Mothering Sunday review – Josh O’Connor doomed romance overdoes the ennui

This adaptation of the Graham Swift novel look and sounds lush, but the pace is so languorous your emotions never have a chance to get going
  
  

‘It often felt like that moment when DJ John Peel accidentally put a 45rpm record on at 33’ … Josh O’Connor and Odessa Young in Mothering Sunday.
‘It often felt like that moment when DJ John Peel accidentally put a 45rpm record on at 33’ … Josh O’Connor and Odessa Young in Mothering Sunday. Photograph: PR Company Handout

There’s a tasteful ennui and gorgeous torpor to this well-acted movie, set in Britain’s Home Counties between the wars — in which the middle-aged ruling classes are quietly stricken with misery about almost all their sons being slaughtered on the French battlefields. The film is adapted by screenwriter Alice Birch from the 2016 novella by Graham Swift, and directed by Eva Husson.

Australian actor Odessa Young plays Jane, the maid at a grand house ruled over by the sad Mr and Mrs Niven (Colin Firth and Olivia Colman) who are not making a fuss about their children being dead. Jane is having a secret, passionate affair with Paul, beguilingly played by Josh O’Connor, the well-born son of the Nivens’ neighbours, the Sheringhams, and on Mothering Sunday, her day off, she has plans to bicycle over to Paul’s house while his parents and servants are away, for a secret assignation.

Paul is the only one of his peer group to have returned from the Front, and burdened by his survivor’s guilt and the realisation that so much is now expected of him: including a prestigious legal career and marriage to someone who isn’t a maid. So Paul and Jane’s afternoon love-making, and Jane’s languid postcoital nude sauntering around his posh house, her fingertips trailing along the spines of first editions, is coloured by this mood of looming loss and regret.

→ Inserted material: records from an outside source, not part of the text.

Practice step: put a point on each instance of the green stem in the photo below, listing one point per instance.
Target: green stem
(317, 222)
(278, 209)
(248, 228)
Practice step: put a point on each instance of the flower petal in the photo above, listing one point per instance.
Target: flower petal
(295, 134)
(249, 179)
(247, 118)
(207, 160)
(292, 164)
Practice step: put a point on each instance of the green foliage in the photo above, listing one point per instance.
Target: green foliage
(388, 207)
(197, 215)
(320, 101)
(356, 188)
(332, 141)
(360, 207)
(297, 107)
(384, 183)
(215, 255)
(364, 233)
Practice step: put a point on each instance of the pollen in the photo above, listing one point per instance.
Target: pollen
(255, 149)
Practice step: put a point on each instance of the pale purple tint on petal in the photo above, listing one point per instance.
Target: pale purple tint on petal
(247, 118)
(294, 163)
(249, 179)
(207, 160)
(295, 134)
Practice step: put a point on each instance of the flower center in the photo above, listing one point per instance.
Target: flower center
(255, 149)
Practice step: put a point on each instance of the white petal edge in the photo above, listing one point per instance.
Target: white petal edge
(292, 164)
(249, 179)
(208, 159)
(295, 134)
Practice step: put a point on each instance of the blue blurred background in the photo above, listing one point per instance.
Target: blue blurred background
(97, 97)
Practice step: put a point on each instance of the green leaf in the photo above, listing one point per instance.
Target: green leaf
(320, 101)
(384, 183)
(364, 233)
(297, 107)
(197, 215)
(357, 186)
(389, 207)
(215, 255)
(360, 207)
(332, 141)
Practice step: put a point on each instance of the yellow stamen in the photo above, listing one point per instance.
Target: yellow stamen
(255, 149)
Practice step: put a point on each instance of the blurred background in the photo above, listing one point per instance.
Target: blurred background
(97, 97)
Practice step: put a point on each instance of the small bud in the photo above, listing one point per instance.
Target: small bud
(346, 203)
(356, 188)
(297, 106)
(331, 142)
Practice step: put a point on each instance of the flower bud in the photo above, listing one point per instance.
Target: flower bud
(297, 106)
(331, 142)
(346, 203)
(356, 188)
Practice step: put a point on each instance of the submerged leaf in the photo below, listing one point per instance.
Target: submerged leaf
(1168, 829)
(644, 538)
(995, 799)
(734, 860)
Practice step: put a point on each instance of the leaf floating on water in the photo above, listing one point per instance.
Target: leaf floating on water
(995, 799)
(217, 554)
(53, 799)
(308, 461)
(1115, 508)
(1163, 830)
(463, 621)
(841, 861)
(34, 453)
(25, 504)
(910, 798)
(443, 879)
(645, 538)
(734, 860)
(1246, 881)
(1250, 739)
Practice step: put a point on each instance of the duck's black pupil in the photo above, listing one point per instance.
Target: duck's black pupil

It is a lovely-looking, lovely-sounding movie, handsomely designed, meticulously shot and impeccably performed — and it also has interesting things to say about the emotional toughness and the Greeneian splinter of ice in the heart, that is needed by a writer. But I have to admit that, despite my liking for slow cinema, I found something a bit indulgent and classy about the unvarying andante pace. To use a prehistoric analogy, it often felt like that moment when DJ John Peel accidentally put a 45rpm record on at 33. I wanted a jolt of passion, of anger, of something, to wake this film out of its dreamy melancholy. But then it has to be said that this moonscape is very well crafted and Olivia Colman does, in her way, deliver a jolt of rage mixed with a swallowed despair.

Jane has ambitions to be a writer, and later you see the older, more mature Jane who is in a relationship with academic philosopher Donald (Sope Dirisu) and later Glenda Jackson has a cameo as Jane as the renowned and elderly star author, disconcerting journalists with her unimpressed reaction to news that she has won a certain big prize — a moment amusingly calling to mind Doris Lessing’s famously dismissive response to being told by reporters she had got the Nobel. Jane is an orphan, and Mrs Niven, in her cynical wretchedness and despair, tells her that being born bereaved and motherless is a great gift: she has no-one to care about. Of course, we know that this isn’t true. But Odessa Young shows us that it is not an entirely inaccurate description of Jane; she is tough, she has that writer’s detachment.

There is a lot to admire in this film, though I wanted a bolt of lightning to burst through the cloudcover of sadness.

• Mothering Sunday is released on 12 November in cinemas.